Because the order appealed from was a nonappealable order, we dismiss this appeal for lack of jurisdiction.

1

Herby Branscum, Jr., P.A. is the professional association in which Herby Branscum, Jr. practices law

2

The Honorable Stephen M. Reasoner, United States District Judge for the Eastern District of Arkansas

3

The subpoenas were issued in June 1995. Appellants did not comply with those subpoenas until December 1995. Significantly, appellants' compliance was achieved only through the district court's order requiring the payment of the contempt fines

4

The appellants cite only two cases in support of their argument that the district court lacked jurisdiction to enter the December 5 order. See Donovan v. Mazzola, 761 F.2d 1411, 1414 (9th Cir.1985); Shuffler v. Heritage Bank, 720 F.2d 1141, 1145 (9th Cir.1983). Initially, we note that case law from the Ninth Circuit is not binding upon this court. Secondly, we point out that other Ninth Circuit case law supports our decision. See, e.g., Hoffman v. Beer Drivers and Salesmen's Local Union No. 888, 536 F.2d 1268, 1276-77 (9th Cir.1976) (cited with approval in Board of Educ. v. Missouri, 936 F.2d at 996).
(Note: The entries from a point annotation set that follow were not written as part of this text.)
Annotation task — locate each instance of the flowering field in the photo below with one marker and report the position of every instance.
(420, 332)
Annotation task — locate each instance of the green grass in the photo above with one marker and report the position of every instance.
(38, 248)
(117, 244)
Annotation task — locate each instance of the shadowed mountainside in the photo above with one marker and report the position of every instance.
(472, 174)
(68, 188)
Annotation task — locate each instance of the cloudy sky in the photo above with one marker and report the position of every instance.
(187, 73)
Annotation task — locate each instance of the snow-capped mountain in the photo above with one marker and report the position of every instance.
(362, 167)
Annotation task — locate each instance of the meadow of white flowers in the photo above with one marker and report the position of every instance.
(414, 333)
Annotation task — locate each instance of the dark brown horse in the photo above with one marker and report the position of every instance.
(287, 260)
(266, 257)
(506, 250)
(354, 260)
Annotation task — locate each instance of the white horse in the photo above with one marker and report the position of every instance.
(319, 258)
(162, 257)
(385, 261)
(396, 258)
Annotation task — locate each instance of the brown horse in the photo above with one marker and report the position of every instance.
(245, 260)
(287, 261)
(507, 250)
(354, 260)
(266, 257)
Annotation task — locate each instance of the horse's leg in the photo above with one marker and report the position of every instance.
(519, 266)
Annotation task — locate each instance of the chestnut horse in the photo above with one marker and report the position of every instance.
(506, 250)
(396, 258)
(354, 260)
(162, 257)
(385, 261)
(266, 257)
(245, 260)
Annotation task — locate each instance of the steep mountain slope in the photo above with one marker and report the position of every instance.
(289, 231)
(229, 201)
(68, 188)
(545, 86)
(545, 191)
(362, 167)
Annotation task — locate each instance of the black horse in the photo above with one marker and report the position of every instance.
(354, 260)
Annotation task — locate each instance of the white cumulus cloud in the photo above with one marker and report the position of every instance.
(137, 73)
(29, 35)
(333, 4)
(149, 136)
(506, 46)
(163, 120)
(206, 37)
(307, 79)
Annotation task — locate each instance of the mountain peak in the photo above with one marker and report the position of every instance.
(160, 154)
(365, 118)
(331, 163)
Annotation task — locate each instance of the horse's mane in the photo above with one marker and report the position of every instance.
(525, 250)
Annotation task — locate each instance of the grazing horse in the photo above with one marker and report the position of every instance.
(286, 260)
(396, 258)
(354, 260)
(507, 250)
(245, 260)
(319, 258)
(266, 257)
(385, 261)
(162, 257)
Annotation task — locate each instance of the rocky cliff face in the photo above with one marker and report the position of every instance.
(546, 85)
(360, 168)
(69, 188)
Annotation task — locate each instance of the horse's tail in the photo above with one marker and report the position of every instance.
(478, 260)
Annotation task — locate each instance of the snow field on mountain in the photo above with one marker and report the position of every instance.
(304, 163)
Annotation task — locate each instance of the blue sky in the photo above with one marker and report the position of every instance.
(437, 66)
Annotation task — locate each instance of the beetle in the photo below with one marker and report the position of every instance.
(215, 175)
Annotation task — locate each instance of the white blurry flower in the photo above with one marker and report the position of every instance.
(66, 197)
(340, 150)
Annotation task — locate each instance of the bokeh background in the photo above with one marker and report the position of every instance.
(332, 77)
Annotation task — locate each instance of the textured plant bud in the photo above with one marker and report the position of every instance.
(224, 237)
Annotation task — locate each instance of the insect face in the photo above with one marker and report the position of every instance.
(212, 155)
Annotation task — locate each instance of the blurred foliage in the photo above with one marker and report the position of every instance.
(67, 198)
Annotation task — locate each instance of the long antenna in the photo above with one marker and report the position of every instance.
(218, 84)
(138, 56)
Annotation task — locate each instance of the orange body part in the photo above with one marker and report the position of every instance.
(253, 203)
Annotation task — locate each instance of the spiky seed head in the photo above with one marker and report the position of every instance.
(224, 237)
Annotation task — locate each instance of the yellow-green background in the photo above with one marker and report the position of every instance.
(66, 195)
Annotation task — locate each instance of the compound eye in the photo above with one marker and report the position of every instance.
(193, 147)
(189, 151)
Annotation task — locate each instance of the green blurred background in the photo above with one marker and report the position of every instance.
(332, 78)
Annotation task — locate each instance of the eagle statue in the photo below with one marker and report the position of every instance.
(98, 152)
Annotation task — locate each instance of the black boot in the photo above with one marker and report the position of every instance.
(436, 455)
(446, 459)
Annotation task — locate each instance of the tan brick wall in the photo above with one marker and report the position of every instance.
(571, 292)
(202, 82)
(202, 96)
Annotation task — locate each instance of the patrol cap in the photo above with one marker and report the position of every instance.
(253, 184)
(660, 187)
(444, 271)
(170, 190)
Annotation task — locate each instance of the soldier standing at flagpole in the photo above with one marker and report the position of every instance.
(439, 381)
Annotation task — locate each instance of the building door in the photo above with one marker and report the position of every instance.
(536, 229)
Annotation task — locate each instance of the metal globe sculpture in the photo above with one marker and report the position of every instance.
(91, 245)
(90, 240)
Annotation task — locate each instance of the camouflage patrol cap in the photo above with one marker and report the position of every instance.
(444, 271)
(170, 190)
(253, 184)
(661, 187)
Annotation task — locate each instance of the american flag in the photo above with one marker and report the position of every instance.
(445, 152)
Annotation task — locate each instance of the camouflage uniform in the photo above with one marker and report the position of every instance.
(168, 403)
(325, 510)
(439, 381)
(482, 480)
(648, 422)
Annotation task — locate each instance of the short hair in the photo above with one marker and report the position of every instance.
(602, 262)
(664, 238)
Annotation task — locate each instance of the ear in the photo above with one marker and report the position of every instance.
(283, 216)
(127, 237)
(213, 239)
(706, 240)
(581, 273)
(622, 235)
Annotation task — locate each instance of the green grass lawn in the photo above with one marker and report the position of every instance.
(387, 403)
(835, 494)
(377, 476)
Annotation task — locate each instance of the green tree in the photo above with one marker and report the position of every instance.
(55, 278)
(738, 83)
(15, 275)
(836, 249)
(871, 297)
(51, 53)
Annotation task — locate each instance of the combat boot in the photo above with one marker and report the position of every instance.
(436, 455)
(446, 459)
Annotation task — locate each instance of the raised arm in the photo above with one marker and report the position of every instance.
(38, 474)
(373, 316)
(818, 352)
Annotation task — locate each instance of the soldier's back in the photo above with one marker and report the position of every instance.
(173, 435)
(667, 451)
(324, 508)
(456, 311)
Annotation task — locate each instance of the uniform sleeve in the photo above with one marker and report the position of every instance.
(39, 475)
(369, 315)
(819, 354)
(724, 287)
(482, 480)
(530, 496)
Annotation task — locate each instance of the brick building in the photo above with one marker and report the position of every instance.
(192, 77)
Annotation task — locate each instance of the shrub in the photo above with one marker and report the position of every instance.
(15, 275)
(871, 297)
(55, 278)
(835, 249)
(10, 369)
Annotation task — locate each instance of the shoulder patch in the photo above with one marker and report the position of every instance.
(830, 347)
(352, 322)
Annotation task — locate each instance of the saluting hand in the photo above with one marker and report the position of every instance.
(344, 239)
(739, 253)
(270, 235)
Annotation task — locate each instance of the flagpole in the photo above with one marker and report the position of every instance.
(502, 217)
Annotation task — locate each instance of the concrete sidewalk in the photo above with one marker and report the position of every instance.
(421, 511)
As the Hoffman court noted:

[I]n the kinds of cases where the court supervises a continuing course of conduct and where as new facts develop additional supervisory action by the court is required, an appeal from the supervisory order does not divest the district court of jurisdiction to continue its supervision, even though in the course of that supervision the court acts upon or modifies the order from which the appeal is taken.

Hoffman, 536 F.2d at 1276. Consequently, appellants' reliance on Donovan and Shuffler is misplaced.